We assume that every possible move is played by every player with probability
P(move M | player A) = sigmoid( a_1 * g_1 + a_2 * g_2 + ... + a_k * g_k)
where the a_i are the private and public variables of the actor A, and the g_i are functions of M specified by the rules of the game.
This is actually very, very clever! We are using the mathematical trick (duality) used in the definition of a Nash equilibrium, but we are thinking of it in a Bayesian framework, rather than in a linear programming optimization framework. Fixed points of the computational process described below should correspond to social equilibria of a more general class of games than is treated by current game theory.
* Model Components and Class Hierarchy - Actor - plans: a distribution over strategies - private: some set of parameters - public: some set of parameters
- Strategy: distribution over roles
- Role: distribution over moves
- Game: model of actors and networks - moves: generator of all possible moves - rules: functions that specify how each move interacts with the private and public parameters of the players involved (if we assume perfect information, then the private parameters can be thought of as all other actors' collective model of the actor in question - player model: IRT-style model of how players choose a move
- Move: atomic interactions in the game
- Network: an instance of a played game - players: actors - turns: each is a list of moves and potential moves (the potential moves correspond to unobserved data)
- IRT Model
* Simulation and training
We assume that we can only observe part of the network and part of the actor structure. That is, we assume that we can observe some moves, but not all, and that we can observe some actor variables, but not all.

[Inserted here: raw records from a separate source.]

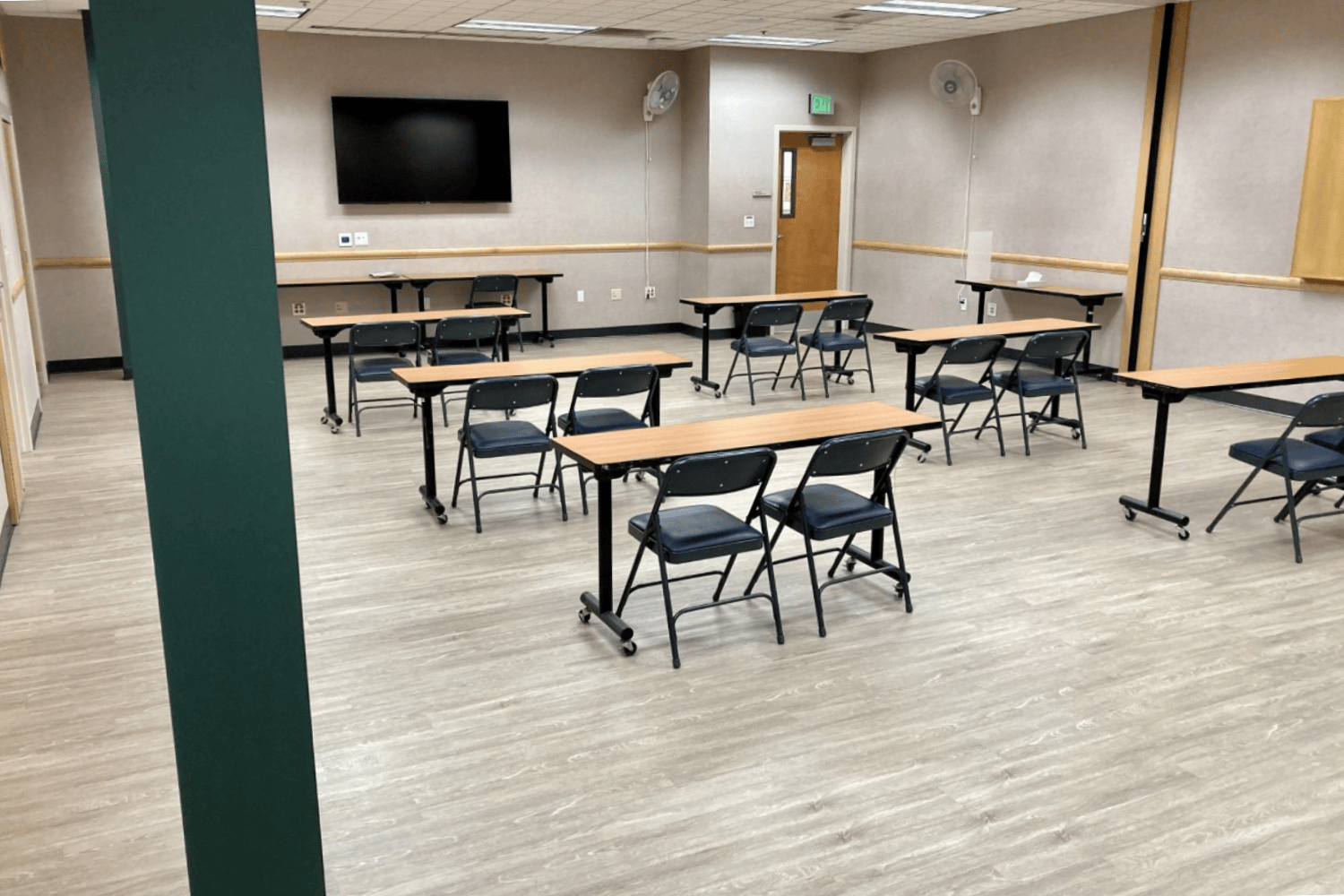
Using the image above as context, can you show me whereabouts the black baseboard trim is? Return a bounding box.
[47,355,131,379]
[0,512,13,584]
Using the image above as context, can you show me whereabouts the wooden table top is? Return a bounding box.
[551,401,941,470]
[1116,355,1344,393]
[392,350,691,385]
[957,278,1125,298]
[298,305,532,329]
[276,270,564,286]
[870,317,1101,345]
[682,289,868,307]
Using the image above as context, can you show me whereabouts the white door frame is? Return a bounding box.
[771,125,859,293]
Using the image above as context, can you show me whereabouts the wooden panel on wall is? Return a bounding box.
[1293,97,1344,280]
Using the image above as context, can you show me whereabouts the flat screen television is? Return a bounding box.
[332,97,513,204]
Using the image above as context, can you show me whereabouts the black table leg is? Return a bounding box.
[691,307,723,398]
[1120,390,1190,541]
[421,395,448,525]
[580,471,636,657]
[323,333,341,435]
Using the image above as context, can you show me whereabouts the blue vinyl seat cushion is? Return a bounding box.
[916,376,997,404]
[762,482,892,540]
[459,420,551,457]
[1228,439,1344,479]
[731,336,797,358]
[629,504,765,563]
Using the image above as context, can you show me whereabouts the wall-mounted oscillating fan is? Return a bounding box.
[929,59,980,116]
[644,71,682,121]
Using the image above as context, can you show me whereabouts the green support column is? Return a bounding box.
[89,0,325,896]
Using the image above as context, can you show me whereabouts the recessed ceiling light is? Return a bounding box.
[855,0,1018,19]
[453,19,597,35]
[257,3,308,19]
[709,33,835,47]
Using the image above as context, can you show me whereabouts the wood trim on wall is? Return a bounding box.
[854,239,1129,274]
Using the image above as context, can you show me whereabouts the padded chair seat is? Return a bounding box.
[556,407,644,435]
[916,376,994,404]
[460,420,551,457]
[731,336,798,358]
[351,355,416,383]
[429,349,491,366]
[629,504,765,563]
[994,371,1074,398]
[1228,439,1344,479]
[798,332,868,352]
[1306,430,1344,452]
[762,482,892,540]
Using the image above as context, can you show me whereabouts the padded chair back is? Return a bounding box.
[940,336,1008,366]
[435,314,500,348]
[1021,329,1088,365]
[349,321,419,355]
[467,374,561,411]
[747,302,803,332]
[655,447,776,496]
[804,430,910,481]
[817,298,873,326]
[574,364,659,399]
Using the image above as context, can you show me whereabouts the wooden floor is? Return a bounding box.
[0,336,1344,896]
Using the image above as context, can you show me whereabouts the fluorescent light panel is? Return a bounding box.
[709,33,835,47]
[855,0,1018,19]
[453,19,597,35]
[257,3,308,19]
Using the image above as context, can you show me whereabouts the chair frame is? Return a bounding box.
[1204,392,1344,563]
[346,321,421,436]
[616,447,784,669]
[747,430,914,638]
[426,314,503,427]
[978,331,1091,457]
[452,374,570,535]
[551,364,663,516]
[911,336,1008,466]
[789,298,878,398]
[720,302,808,404]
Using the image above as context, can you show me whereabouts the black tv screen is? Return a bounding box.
[332,97,513,204]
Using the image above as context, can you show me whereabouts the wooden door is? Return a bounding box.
[774,132,846,293]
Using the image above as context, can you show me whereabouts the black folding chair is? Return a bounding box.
[453,375,570,533]
[723,302,808,404]
[978,331,1088,457]
[346,321,421,435]
[747,430,914,638]
[789,298,878,398]
[426,314,500,426]
[551,364,660,516]
[467,274,523,352]
[913,336,1007,466]
[1204,392,1344,563]
[616,447,784,669]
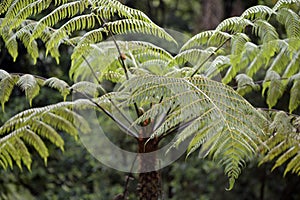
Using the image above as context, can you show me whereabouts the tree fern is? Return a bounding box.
[260,112,300,175]
[181,1,300,112]
[119,76,267,189]
[0,101,89,169]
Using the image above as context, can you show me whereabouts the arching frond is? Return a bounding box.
[277,8,300,38]
[289,78,300,112]
[260,112,300,175]
[104,19,176,43]
[235,74,260,96]
[262,70,286,108]
[216,17,253,33]
[273,0,300,11]
[32,0,88,38]
[168,48,215,69]
[44,77,70,101]
[92,0,152,23]
[0,0,13,14]
[0,100,92,169]
[69,40,173,80]
[119,76,267,188]
[17,74,40,106]
[253,20,279,43]
[204,55,230,78]
[241,5,275,20]
[70,81,105,97]
[180,30,231,52]
[0,69,16,111]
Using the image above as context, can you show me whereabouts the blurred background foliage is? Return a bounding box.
[0,0,300,200]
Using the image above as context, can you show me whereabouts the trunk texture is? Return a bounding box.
[137,138,162,200]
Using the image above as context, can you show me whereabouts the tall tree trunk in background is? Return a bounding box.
[137,138,162,200]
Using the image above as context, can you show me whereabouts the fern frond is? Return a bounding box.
[273,0,300,11]
[168,48,215,69]
[262,70,286,108]
[180,30,231,52]
[204,55,231,78]
[0,69,16,111]
[0,100,95,169]
[235,74,260,96]
[277,8,300,39]
[119,76,267,189]
[282,50,300,78]
[289,79,300,113]
[253,20,279,43]
[104,19,177,44]
[241,5,275,20]
[17,74,40,106]
[32,0,88,38]
[216,17,254,33]
[43,77,70,101]
[92,0,152,23]
[0,0,13,15]
[2,0,52,30]
[21,128,49,163]
[260,112,300,175]
[70,81,105,97]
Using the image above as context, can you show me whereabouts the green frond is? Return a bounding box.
[2,0,52,30]
[277,8,300,39]
[21,128,49,163]
[32,0,88,38]
[168,48,215,69]
[231,33,250,55]
[241,5,275,20]
[6,23,39,64]
[104,19,177,44]
[30,119,64,151]
[92,0,152,23]
[0,100,95,169]
[282,50,300,78]
[289,79,300,113]
[0,127,32,169]
[17,74,40,106]
[180,30,231,52]
[260,111,300,175]
[262,70,286,108]
[119,76,267,188]
[216,17,254,33]
[235,74,260,96]
[5,0,35,21]
[59,13,96,35]
[205,55,231,78]
[0,27,18,62]
[69,40,173,82]
[0,69,16,111]
[70,81,105,97]
[253,20,279,43]
[44,77,70,101]
[273,0,300,11]
[269,48,290,74]
[137,59,170,75]
[246,39,289,77]
[0,0,13,15]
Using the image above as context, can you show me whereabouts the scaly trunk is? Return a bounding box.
[137,138,162,200]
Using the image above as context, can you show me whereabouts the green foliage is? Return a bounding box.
[0,0,300,194]
[260,111,300,175]
[116,76,267,189]
[177,1,300,112]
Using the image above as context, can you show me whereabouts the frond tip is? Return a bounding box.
[120,76,268,189]
[0,100,90,170]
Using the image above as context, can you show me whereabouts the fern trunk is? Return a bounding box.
[137,139,162,200]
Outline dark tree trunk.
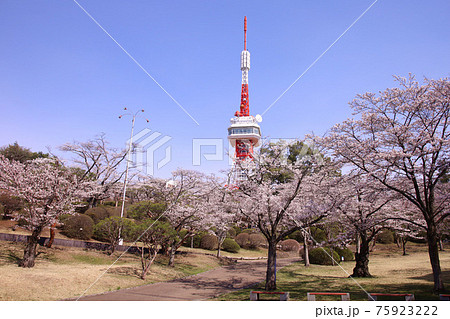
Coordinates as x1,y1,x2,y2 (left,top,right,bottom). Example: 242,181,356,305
19,227,42,268
356,234,361,254
265,240,277,291
303,232,310,267
402,238,408,256
45,224,56,248
439,237,445,251
427,221,444,293
168,246,177,267
352,234,372,277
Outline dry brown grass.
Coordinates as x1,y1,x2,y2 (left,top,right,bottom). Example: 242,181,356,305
0,242,219,300
218,243,450,300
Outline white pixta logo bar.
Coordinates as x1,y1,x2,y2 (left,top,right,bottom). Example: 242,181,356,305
127,128,172,175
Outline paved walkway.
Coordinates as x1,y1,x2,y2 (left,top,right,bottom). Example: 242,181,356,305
80,258,299,301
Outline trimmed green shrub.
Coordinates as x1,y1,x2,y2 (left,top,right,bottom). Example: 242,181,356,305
85,206,121,224
75,202,89,214
222,238,241,253
308,247,340,265
334,247,355,261
280,239,300,252
102,200,116,207
61,214,94,240
200,234,219,250
127,201,166,220
248,234,267,249
180,231,205,248
234,233,250,248
377,229,394,244
227,228,236,238
93,216,136,244
287,227,327,243
84,206,110,224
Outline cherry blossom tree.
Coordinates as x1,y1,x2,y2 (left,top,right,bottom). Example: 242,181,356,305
231,144,337,290
321,75,450,292
203,178,237,257
334,173,398,277
59,134,127,207
0,155,87,267
137,169,212,266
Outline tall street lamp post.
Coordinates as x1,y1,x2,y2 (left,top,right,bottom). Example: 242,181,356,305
119,107,149,245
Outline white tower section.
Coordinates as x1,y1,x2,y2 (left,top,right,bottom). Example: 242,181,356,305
241,50,250,84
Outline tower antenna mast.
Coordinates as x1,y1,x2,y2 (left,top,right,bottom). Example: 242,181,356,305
228,17,261,185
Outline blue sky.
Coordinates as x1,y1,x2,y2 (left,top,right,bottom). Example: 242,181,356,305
0,0,450,176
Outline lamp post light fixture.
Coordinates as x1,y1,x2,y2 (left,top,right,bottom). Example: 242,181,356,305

We alternate between sleep, waking, and training.
We start with an initialization phase. For each move or non-move in the training network, we randomly decide whether or not to "hide" it from the algorithm with a certain probability. This lets us get an independent check of the model, since we can evaluate it by its ability to correctly guess the hidden data. (We will call the hidden data "holdout data".)
During sleep, we reinfer the variables of each actor based on the moves played and not played during the previous cycle. This is just IRT/logistic regression on the variables a_i, given the observed moves.
During waking, we try to reconstruct the network from scratch by sampling from the strategies of the actors. We assume that all moves are played simultaneously, and that the probability of each move being played is independent of all other moves. This is just sampling from the distribution P(M|A).
During training, we update the rules and models of the game to reinforce good move guesses (places where the waking cycle agreed with the training data) and to eliminate bad move guesses (places where the waking cycle disagreed with the training data). This is just IRT/ logistic regression on the variables g_i. Use this to update score on held-out data.